NEW LEBANON–What is Behold! New Lebanon? In a recent written statement Ruth Abram described it as “an unusual grassroots collaboration among dozens of longtime New Lebanon residents who have built–without walls–America’s first living museum of contemporary rural life.”
Behold! New Lebanon became a reality with a pilot program in 2014 and was founded by Ms. Abram, the founding president of the Lower East Side Tenement Museum in New York City. The programs for this year were announced at a June 18 gathering at Meissner’s Auction Service held in front of a projected image of local farmer Evan Thaler-Null and his two draft horses.
In a combination workshop and tour, visitors to the rural museum will be led by one or two of the 41 guides–“real townspeople of today”–chosen by the museum. The 60 scheduled tours are meant to reflect a wide range of activities in the town and will range from farm tours to food, jazz and auto mechanics, to name a few.
Rural guides are paid $100 per program and offered the chance to consign their products at the house doneted by Meissner’s at 438 State Route 20, which will be used for a general store and ticket sales. Museum goers pay $15 per tour or may purchase a season pass.
Ms. Abram’s statement places Behold! in the context of the town’s radical past, which includes the first free library, abolitionists, women’s rights activists and spiritual communities from the Shakers to the Sufis.
Mike Benson, town supervisor and board member of the Columbia Economic Development Corporation, a funding conduit for Behold!, grew up farming where he now raises his four kids. “Growing up on a farm was not nearly as cool as it is today,” he said. Though he stopped dairy farming in 1997, he has now decided to reintroduce cattle to the farm for the first time, largely because of the enthusiasm of his kids. He hopes Behold! can inspire others in town to get involved, or re-involved, with agriculture.
John Koepp will lead a workshop on Shaker chair seating, cane rush and macramé chairs. A lifelong resident of New Lebanon, his grandfather was employed by the Shakers and kept one of their diaries Mr. Koepp has read, an account of weather and the waning Shaker population. He would like to see the town gain recognition. “I would like the word to get out better; we’ve got a former governor from New York State buried up there on the hill–the first Al Gore–and no one knows.”
Helen Burton, a resident potter and rural guide who plans to teach about different clays and firing methods, moved here from New York City. “I got anemic for green,” she says, “I’ve often thought this is the best kept secret, this town.”
The second part of the launch for Behold’s 2015 season was held at the Lebanon Valley Speedway, where “rural guide” Heather Naventi demonstrated with a miniature horse. “Horses have been an integral part of civilization either since we started eating or riding them,” she said. Miss Naventi will focus on communicating with another species in her workshop, Horse Sense.

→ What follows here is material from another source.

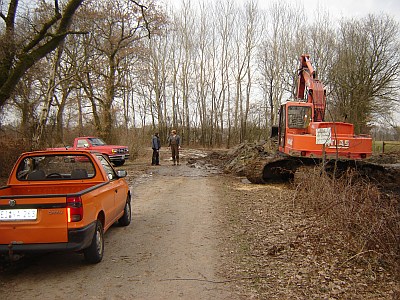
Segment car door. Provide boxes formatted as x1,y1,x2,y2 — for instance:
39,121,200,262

A presentation followed by Howard Commander, owner of the Speedway, rural guide for Speed Demons. “It’s our job to keep auto racing alive and well, we’ll do that as long as we’re taking in air,” Mr. Commander said. As rural guides, Mr. Commander believes, “We’re all gonna work together to show people what a community can do when we’re not after each other.”
He also reminded those in attendance that the Speedway holds the 2004 Guinness world record for longest distanced jumped in a garbage truck (77 ft 4in).
Peg Munves, a self-described, “people and dog trainer,” also participated in the event with her six-month-old lab she’s training for commercial acting.
For 13 weekends July 4-September 26, Behold! will be working to promote Ms. Abrams conviction that “New Lebanon is a small rural town. But, like many others, it is not a sleepy town.”